On the long drive back from Hope Vale, Glasgow tells me that, after so much hard work has been invested in the welfare reform trial, he’d “like to think someone would ask me what I think and now know. Any continuation of the FRC should, obviously, be on performance-based accountability. Who are we to say that this has been the right way? This is going to take time. Four years is a start, but I’d like to see kids who are in the early years now when they’re nearly through. I’m interested in seeing long-term improvements.”
Relations between the commission and its architect, Noel Pearson, haven’t always been smooth. Glasgow is particularly concerned that there be a well-managed “exit strategy” to help sustain the work of the courageous local commissioners, who remain in their communities when those who fly in and fly out have left. As it stands, the trial’s funding will run out at the end of next year.

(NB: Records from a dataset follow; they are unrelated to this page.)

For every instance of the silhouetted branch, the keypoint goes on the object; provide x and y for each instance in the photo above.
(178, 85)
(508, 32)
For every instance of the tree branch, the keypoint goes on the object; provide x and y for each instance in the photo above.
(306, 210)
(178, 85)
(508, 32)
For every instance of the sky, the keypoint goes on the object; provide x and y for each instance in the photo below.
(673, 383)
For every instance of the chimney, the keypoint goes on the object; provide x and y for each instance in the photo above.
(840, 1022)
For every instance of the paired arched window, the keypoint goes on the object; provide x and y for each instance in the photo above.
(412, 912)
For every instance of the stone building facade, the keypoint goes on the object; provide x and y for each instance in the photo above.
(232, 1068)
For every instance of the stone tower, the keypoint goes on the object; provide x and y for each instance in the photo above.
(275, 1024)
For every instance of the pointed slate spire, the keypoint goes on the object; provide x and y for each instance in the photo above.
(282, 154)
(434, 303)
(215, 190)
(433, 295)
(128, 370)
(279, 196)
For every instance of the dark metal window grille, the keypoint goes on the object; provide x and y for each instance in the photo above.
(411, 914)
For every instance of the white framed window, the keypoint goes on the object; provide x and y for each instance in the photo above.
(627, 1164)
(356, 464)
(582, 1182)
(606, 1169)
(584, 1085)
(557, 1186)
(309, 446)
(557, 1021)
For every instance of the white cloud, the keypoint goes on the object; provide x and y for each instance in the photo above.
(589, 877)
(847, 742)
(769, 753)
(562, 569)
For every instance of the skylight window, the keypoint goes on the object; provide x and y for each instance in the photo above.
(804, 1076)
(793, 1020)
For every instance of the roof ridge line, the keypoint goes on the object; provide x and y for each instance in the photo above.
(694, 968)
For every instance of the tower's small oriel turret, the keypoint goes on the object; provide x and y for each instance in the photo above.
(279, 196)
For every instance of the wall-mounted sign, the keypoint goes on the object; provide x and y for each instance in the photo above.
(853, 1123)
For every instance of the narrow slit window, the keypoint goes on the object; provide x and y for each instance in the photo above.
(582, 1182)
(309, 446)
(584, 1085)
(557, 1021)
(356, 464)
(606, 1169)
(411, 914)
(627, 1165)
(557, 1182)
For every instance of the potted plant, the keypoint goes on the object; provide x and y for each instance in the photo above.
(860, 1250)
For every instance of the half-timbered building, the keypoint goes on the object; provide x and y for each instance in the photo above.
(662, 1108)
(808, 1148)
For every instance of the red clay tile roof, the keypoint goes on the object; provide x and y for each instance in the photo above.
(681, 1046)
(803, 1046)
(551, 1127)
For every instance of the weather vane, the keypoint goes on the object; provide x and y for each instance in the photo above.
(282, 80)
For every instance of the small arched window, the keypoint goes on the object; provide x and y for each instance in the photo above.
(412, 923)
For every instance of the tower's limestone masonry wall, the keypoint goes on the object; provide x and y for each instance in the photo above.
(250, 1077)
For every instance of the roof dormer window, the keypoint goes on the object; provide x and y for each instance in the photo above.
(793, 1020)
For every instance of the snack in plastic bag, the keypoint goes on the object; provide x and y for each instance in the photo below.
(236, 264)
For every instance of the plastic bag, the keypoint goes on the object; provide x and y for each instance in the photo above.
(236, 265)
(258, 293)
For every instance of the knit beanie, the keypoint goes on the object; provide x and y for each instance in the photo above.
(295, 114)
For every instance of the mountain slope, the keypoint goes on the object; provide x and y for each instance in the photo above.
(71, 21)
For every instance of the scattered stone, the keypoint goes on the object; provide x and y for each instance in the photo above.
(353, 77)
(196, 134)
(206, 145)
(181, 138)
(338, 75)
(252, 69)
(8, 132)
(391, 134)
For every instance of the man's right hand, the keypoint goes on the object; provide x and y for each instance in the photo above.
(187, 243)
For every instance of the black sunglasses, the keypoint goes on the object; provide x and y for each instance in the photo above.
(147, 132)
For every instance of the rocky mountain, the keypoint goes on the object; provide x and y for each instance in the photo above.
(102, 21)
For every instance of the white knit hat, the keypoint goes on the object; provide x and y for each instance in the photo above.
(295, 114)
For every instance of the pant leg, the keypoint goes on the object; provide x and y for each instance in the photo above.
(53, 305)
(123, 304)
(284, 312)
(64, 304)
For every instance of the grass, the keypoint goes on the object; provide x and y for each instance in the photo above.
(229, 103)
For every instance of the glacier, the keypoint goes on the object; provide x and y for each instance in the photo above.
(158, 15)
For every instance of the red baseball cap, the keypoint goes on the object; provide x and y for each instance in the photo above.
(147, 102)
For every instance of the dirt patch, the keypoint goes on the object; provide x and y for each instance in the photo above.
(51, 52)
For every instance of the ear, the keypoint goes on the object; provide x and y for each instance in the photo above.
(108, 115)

“You have to realise,” Glasgow remarks, to the windscreen and the road ahead, “things were very bad when we started, so although there’s so much still to be done, we’ve very definitely got a start.”
In 2008, Noel Pearson spelt out his reform vision at the National Press Club: “Indigenous Australians ... need to be as educated as you, live as long as you, have the same access to real jobs as you.” With this destination in mind, the road that Glasgow and the Family Responsibilities Commission are on seems terribly long. All they can do right now is drive as fast as they’re permitted, in what must sincerely be hoped is the right direction.